The structures as they exist themselves are full of peculiarities and even if words like ‘declination’, ‘arc minute’ and ‘azimuth’ mean absolutely nothing to one, some of the peculiarities are visible to the naked eye. And if one doesn’t know what they mean, well, the experts aren’t sure themselves. They’ve made some comparisons with the Jaipur observatory and done some research themselves and, from what they have been able to figure out, it turns out that observations made using the Jantar Mantar are extremely accurate.

And that’s what the Jantar Mantar essentially is. For some reason though, every night, instead of being kept dark as it should be, the instruments are all lit up making the observatory unusable. To be fair though, if someone – meaning, presumably, someone with good credentials – does want to use the Jantar Mantar to observe the skies, the lights are switched off.
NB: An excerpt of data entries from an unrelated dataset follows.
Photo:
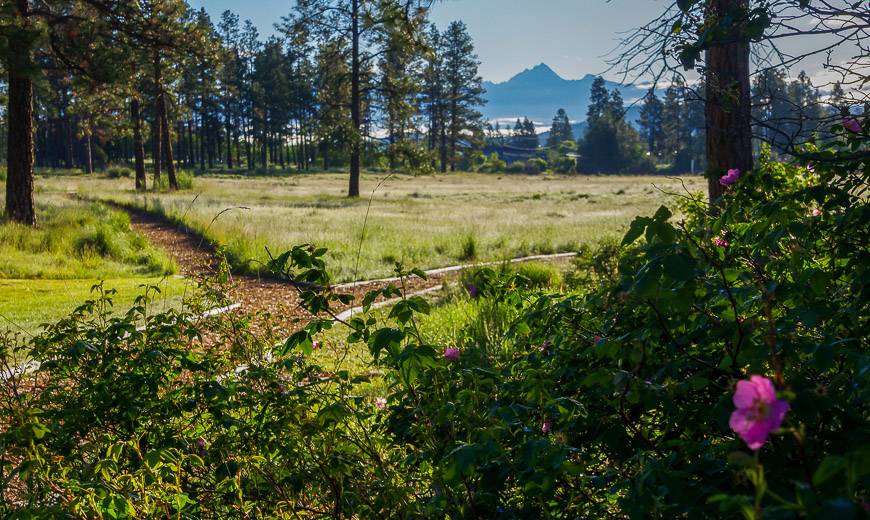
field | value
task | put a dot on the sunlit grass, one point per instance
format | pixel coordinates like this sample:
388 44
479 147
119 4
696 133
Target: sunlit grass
76 240
427 222
27 304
Although, of course, there’s precious little that can be done about the light pollution in the area situated as it is in the heart of central Delhi’s commercial area.

For the lay person though, even if the thrill of actually using the instruments completely eludes one, just being there late at night is an experience in itself. The Jantar Mantar is surrounded by noisy streets and overlooked by big city buildings all lit up. The compound itself though is quiet and very peaceful. The symmetry and sheer beauty of the instruments is overwhelming. Sitting down on the lawns in the compound, it’s entirely possible to forget that one is in Delhi at all.